Había señoras de bien, de esas de misa diaria, que se santiguaban al ver pasar los primeros tranvías y, por si fuera poco, su intuición de que había en ellos algo demoniaco se vio reforzada en 1926 cuando uno de esos artefactos metálicos atropelló al arquitecto y candidato a santo Antoni Gaudí. No parece probado, sin embargo, que esa demonización fuera causa que tener en cuenta para decretar la desaparición de los tranvías del paisaje barcelonés. El último tranvía de Barcelona, siempre con la gloriosa excepción del Tramvia Blau del Tibidabo (que circula los fines de semana y festivos), dejó de circular por las calles de la ciudad el 19 de marzo de 1971, cuando faltaba poco más de un año para cumplir su primer centenario.

El tranvía, se dijo entonces, había quedado obsoleto, era lento y entorpecía el tráfico rodado. Razones de peso relativo, sin duda, aunque parece que pesaron más las apuntadas por los fabricantes de autobuses, principales interesados en el cambio. Treinta años después, cuando ya se han arrancado todos los raíles que sobrevivían en Barcelona para desesperación de ciclistas y motoristas, los técnicos valoran de nuevo el tranvía como un interesante medio de transporte, poco contaminante y, ¡albricias!, capaz de disfrazarse con la palabra mágica: ecológico. En resumen, el ideal del transporte urbano. Por si todo esto fuera poco, no faltan los que argumentan que las ciudades con tranvía -llámense Praga, Viena, Milán, Francfort, Bruselas o Amsterdam- suelen ser ciudades simpáticas.

En 1997, se paseó por la Diagonal un tranvía experimental, aunque, la verdad, sabía a poco, ya que realizaba un corto recorrido entre L'Illa y El Corte Inglés.

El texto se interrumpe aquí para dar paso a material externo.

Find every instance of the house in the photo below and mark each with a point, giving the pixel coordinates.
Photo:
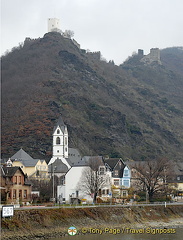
(78, 185)
(176, 182)
(15, 185)
(34, 168)
(120, 176)
(69, 190)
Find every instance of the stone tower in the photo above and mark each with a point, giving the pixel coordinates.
(53, 25)
(60, 140)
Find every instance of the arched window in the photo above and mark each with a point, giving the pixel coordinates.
(57, 140)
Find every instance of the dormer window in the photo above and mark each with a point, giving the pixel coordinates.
(57, 140)
(125, 173)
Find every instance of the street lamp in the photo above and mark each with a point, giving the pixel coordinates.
(53, 168)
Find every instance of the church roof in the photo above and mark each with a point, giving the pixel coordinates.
(29, 163)
(112, 162)
(60, 124)
(21, 155)
(59, 166)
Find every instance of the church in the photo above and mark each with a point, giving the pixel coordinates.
(63, 157)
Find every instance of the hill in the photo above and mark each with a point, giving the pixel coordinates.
(132, 110)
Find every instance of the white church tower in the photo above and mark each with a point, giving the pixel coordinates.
(60, 142)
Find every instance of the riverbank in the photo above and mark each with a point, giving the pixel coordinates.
(47, 223)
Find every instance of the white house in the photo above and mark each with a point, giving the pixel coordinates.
(69, 191)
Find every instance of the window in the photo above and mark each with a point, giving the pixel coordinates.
(116, 182)
(25, 193)
(101, 170)
(126, 173)
(20, 193)
(9, 194)
(124, 194)
(14, 194)
(20, 180)
(15, 179)
(57, 140)
(126, 183)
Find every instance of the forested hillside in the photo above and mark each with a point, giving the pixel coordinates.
(132, 110)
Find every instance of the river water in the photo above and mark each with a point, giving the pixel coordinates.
(130, 234)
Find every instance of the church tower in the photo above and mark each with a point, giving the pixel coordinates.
(60, 140)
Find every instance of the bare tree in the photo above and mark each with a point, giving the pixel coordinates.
(93, 179)
(152, 176)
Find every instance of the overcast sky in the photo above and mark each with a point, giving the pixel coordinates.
(117, 28)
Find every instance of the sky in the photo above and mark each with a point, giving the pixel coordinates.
(117, 28)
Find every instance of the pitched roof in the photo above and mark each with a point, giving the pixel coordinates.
(21, 155)
(10, 171)
(60, 124)
(112, 162)
(30, 163)
(59, 166)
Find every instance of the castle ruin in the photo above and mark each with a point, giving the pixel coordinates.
(153, 56)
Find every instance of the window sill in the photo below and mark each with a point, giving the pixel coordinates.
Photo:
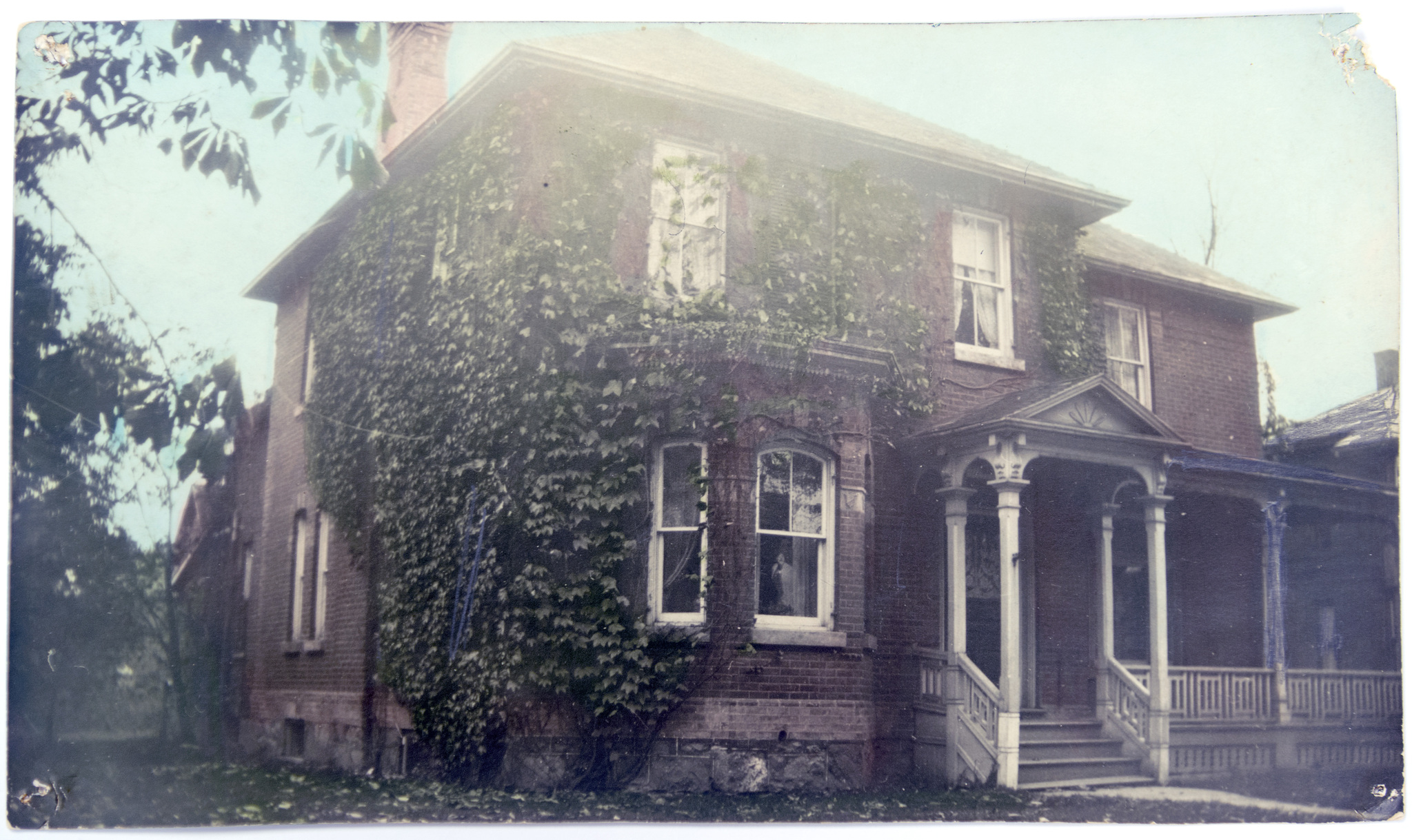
(798, 639)
(989, 358)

Para los nostálgicos del tranvía, sin embargo, se mantiene todavía el entrañable Tramvia Blau, que el próximo año llegará a centenario.

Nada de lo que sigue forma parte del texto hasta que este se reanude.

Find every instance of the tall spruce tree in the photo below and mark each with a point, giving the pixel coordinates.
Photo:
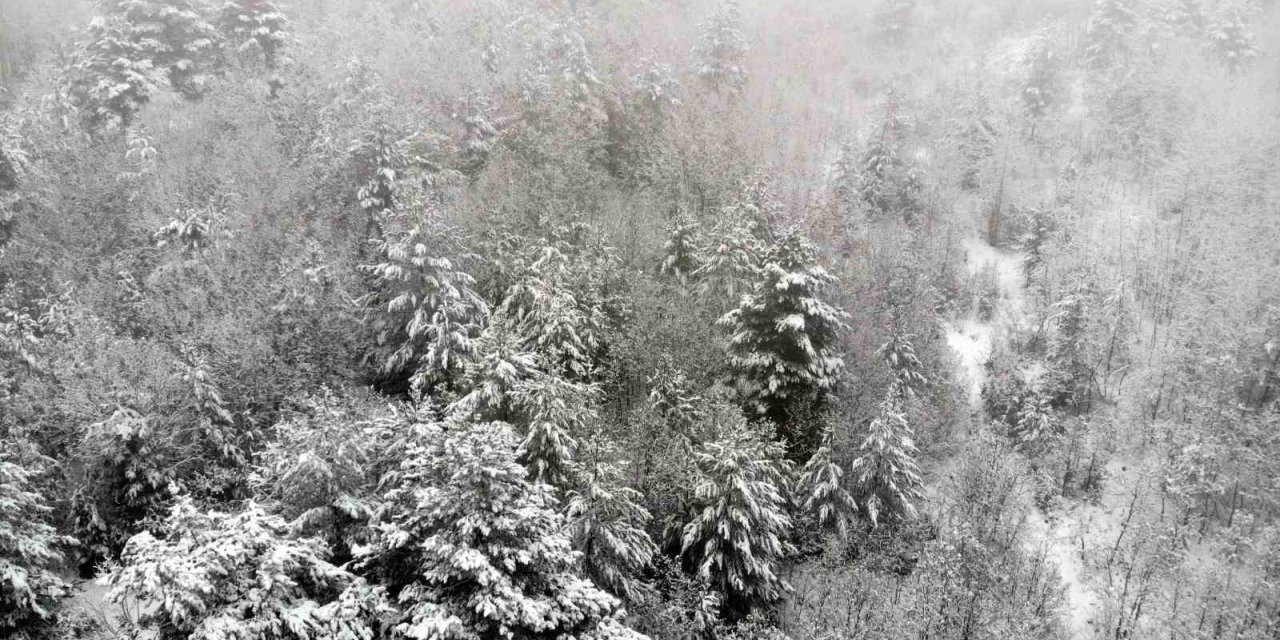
(885, 476)
(722, 50)
(739, 534)
(30, 585)
(113, 76)
(177, 37)
(1106, 41)
(255, 28)
(821, 488)
(474, 549)
(782, 336)
(684, 250)
(423, 310)
(607, 524)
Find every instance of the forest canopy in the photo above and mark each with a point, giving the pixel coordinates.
(639, 319)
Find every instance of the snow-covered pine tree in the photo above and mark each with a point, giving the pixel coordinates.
(739, 534)
(1070, 375)
(821, 488)
(126, 475)
(899, 355)
(475, 549)
(255, 28)
(323, 464)
(885, 476)
(238, 576)
(424, 311)
(1106, 41)
(721, 53)
(782, 336)
(490, 378)
(1041, 78)
(732, 263)
(549, 318)
(684, 248)
(1034, 242)
(607, 524)
(881, 165)
(894, 18)
(30, 585)
(176, 36)
(1232, 39)
(554, 412)
(977, 142)
(844, 179)
(113, 76)
(1036, 421)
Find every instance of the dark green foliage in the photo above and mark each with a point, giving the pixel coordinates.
(174, 35)
(684, 250)
(740, 528)
(782, 336)
(1233, 40)
(1107, 40)
(200, 571)
(469, 543)
(114, 76)
(822, 490)
(423, 310)
(30, 554)
(255, 28)
(722, 50)
(127, 476)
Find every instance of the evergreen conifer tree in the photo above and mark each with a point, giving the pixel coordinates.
(607, 522)
(684, 250)
(30, 585)
(722, 50)
(220, 576)
(113, 77)
(424, 311)
(176, 36)
(554, 414)
(739, 534)
(821, 487)
(1068, 352)
(255, 28)
(1232, 40)
(475, 549)
(782, 336)
(1106, 42)
(886, 478)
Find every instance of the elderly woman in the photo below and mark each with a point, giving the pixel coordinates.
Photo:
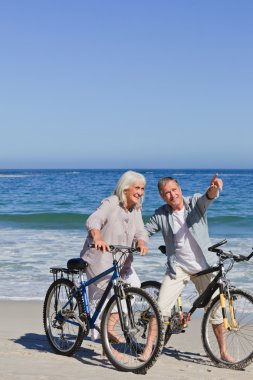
(118, 221)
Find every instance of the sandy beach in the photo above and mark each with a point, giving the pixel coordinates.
(25, 353)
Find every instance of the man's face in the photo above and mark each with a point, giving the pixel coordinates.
(172, 194)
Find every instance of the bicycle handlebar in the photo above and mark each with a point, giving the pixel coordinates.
(119, 248)
(219, 252)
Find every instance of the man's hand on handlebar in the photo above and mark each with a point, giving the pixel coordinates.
(101, 245)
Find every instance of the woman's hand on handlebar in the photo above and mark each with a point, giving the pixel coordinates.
(142, 247)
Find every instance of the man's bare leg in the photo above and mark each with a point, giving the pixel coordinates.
(152, 334)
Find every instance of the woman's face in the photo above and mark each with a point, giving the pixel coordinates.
(133, 194)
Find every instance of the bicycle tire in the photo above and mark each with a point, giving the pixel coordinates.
(64, 338)
(153, 288)
(239, 340)
(125, 353)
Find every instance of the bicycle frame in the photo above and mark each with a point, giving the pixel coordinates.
(82, 288)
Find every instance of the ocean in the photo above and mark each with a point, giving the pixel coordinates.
(43, 214)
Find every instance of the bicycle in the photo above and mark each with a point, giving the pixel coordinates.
(67, 318)
(236, 306)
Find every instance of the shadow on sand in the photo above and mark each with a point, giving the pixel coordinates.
(86, 355)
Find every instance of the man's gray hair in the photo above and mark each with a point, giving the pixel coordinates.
(163, 181)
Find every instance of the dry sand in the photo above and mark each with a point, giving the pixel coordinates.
(25, 354)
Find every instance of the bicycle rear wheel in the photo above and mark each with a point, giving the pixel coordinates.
(239, 338)
(62, 328)
(131, 333)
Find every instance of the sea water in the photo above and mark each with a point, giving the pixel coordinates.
(43, 214)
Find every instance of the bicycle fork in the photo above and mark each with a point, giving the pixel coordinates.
(229, 323)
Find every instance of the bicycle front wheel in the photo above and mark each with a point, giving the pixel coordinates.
(125, 331)
(238, 336)
(62, 323)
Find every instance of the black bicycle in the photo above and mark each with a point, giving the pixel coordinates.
(125, 320)
(234, 305)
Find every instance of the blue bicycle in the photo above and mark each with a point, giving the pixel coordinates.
(125, 319)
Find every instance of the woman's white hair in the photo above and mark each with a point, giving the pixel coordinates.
(127, 179)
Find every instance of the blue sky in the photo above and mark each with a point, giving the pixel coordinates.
(126, 84)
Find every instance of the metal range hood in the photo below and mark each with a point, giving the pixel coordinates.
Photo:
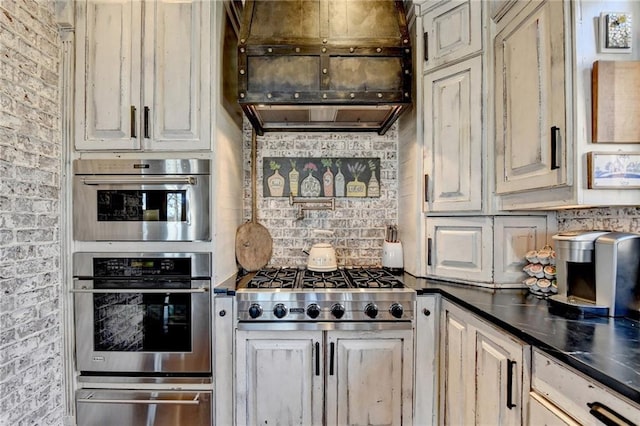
(324, 65)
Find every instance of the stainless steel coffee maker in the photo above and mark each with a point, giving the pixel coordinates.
(598, 273)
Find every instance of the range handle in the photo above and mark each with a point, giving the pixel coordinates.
(147, 180)
(195, 401)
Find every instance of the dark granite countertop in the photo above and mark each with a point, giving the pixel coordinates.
(605, 349)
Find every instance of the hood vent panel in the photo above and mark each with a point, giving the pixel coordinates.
(324, 65)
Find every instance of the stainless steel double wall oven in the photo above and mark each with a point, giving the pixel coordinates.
(143, 321)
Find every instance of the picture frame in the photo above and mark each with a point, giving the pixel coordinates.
(615, 32)
(613, 170)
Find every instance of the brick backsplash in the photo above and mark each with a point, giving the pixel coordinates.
(625, 219)
(30, 279)
(358, 223)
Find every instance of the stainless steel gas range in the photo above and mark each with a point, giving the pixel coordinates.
(347, 298)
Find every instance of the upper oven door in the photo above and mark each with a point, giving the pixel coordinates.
(141, 207)
(143, 326)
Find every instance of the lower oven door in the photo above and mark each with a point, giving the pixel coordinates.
(135, 408)
(152, 330)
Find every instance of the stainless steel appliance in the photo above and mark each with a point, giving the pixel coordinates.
(598, 273)
(141, 200)
(111, 407)
(143, 313)
(347, 298)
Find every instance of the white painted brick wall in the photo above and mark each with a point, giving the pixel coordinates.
(30, 278)
(624, 219)
(359, 223)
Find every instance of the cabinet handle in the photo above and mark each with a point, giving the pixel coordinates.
(555, 133)
(426, 188)
(607, 416)
(132, 122)
(146, 122)
(510, 366)
(332, 349)
(425, 37)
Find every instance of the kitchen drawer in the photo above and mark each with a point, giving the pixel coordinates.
(572, 392)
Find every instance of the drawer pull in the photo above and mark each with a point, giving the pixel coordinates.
(510, 365)
(555, 133)
(607, 416)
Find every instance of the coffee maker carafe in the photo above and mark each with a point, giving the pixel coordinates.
(597, 273)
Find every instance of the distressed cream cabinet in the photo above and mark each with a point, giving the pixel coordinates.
(426, 362)
(143, 75)
(483, 249)
(452, 105)
(530, 107)
(543, 53)
(333, 377)
(560, 395)
(483, 371)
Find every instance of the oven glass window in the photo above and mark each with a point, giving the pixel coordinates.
(141, 322)
(142, 205)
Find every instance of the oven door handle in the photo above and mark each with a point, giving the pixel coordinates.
(141, 291)
(147, 180)
(194, 401)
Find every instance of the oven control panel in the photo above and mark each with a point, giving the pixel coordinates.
(392, 308)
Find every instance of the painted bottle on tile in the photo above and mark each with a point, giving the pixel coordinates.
(275, 182)
(327, 177)
(294, 176)
(339, 181)
(310, 186)
(373, 188)
(355, 188)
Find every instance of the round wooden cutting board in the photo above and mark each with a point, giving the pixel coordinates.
(254, 244)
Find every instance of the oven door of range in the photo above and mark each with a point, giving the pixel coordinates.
(151, 330)
(135, 407)
(141, 208)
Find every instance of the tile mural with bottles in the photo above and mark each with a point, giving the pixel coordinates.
(321, 177)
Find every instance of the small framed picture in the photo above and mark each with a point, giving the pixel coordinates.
(620, 171)
(615, 32)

A través del reciente libro La Barcelona del segle XX. Burgesa i revolucionària (Llibres del Sol, 2000) de los eminentes barcelonólogos Jaume Fabre y Josep Maria Huertas, puede uno seguir la historia de la ciudad y, al mismo tiempo, darse cuenta de la importancia que ha tenido el tranvía en ella. La Exposición de 1888, por ejemplo, supuso un gran empuje para las líneas de tranvías, y la electrificación que llegó en 1899 recuperó la vieja acusación de "armas diabólicas". El marqués de Foronda, entre 1904 y 1931, fue un personaje satirizado como máximo responsable de los tranvías barceloneses. Durante la Semana Trágica, en 1909, dos tranvías fueron incendiados y otros muchos apedreados. En 1919, los tranvías fueron de nuevo protagonistas, con la huelga de la Canadiense. Durante la guerra civil llegó la colectivización y en pleno franquismo, en 1951, los tranvías protagonizaron uno de sus momentos estelares con una huelga de gran impacto provocada por un aumento exagerado del precio del billete, que era un agravio para los barceloneses. Luego vino el desarrollo, los récords de viajeros, y así hasta el triste final de 1971.

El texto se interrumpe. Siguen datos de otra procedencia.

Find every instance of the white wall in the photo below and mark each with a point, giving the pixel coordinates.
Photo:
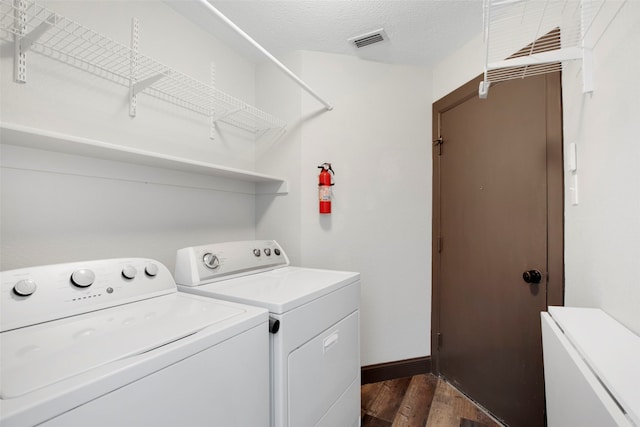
(60, 208)
(602, 247)
(602, 233)
(378, 140)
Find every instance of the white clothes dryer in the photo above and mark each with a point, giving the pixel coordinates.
(314, 320)
(112, 343)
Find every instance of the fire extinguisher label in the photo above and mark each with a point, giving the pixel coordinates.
(324, 193)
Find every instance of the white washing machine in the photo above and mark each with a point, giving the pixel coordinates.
(315, 326)
(112, 343)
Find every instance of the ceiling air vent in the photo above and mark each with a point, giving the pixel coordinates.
(369, 38)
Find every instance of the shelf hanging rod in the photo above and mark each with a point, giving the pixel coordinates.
(273, 59)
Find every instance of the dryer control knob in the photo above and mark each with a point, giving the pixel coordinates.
(211, 260)
(151, 270)
(83, 278)
(24, 288)
(129, 272)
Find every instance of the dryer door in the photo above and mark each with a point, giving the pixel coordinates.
(321, 371)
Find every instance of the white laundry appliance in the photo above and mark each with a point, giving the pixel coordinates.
(315, 338)
(590, 368)
(112, 343)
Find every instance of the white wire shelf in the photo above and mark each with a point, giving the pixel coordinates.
(530, 37)
(40, 139)
(33, 27)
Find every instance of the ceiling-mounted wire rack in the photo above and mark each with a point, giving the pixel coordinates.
(33, 27)
(529, 37)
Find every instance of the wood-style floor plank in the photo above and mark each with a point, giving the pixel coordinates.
(388, 399)
(450, 408)
(415, 406)
(419, 401)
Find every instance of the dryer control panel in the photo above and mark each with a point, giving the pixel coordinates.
(198, 265)
(40, 294)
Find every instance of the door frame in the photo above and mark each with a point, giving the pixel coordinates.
(555, 198)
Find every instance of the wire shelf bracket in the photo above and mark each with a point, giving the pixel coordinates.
(32, 27)
(530, 37)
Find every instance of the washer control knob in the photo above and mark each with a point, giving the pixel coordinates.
(151, 270)
(129, 272)
(83, 278)
(211, 260)
(25, 287)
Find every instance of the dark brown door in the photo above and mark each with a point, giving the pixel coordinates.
(497, 215)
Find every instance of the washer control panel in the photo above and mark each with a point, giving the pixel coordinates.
(198, 265)
(44, 293)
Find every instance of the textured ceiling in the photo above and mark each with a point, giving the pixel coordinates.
(420, 32)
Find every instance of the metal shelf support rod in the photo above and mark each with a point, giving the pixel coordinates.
(273, 59)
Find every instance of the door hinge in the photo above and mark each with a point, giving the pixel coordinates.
(438, 143)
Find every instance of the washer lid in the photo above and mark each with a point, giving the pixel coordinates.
(40, 355)
(278, 290)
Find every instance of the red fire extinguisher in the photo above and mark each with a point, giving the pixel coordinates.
(324, 187)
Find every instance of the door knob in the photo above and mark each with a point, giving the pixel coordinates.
(532, 276)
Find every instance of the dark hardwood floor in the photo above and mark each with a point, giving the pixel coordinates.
(419, 401)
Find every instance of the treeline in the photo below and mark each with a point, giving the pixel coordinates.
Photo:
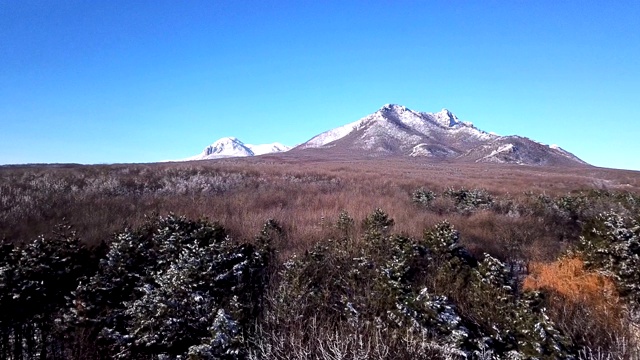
(175, 288)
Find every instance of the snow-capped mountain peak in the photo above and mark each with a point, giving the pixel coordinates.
(228, 147)
(395, 130)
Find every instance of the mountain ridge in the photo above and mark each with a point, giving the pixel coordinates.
(395, 130)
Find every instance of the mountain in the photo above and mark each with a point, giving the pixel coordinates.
(395, 130)
(232, 147)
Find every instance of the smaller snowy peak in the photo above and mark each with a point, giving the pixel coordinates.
(228, 147)
(446, 118)
(268, 148)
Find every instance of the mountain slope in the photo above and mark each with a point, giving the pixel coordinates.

El historiador Albert González, en su libro Els tramvies de Barcelona (Dalmau Editors, 1997), explica que aquella despedida fue un tanto desmadrada, ya que había "desde la clásica chusma predispuesta a reventarlo todo, hasta gente mayor que, nostálgica e ingenua, acudía a hacer el último viaje en tranvía. Lamentablemente, no hubo lugar para ellos; sólo la salvajada, reventando ventanas y asientos, llegaría a entrar en los pocos coches disponibles (...). Era como una locura colectiva y, cuando algo no cedía, era aplastado, roto y reventado. Los más prudentes se fueron a casa: ya habían visto cómo Barcelona despedía al tranvía".

Los tranvías, sin duda, se merecen una segunda oportunidad, aunque sólo sea para borrar la imagen de su triste despedida en 1971. O para recuperar aquel alegre tintineo del que habla Carmen Laforet en Nada, esa gran novela que recupera Barcelona como la ciudad de los tranvías.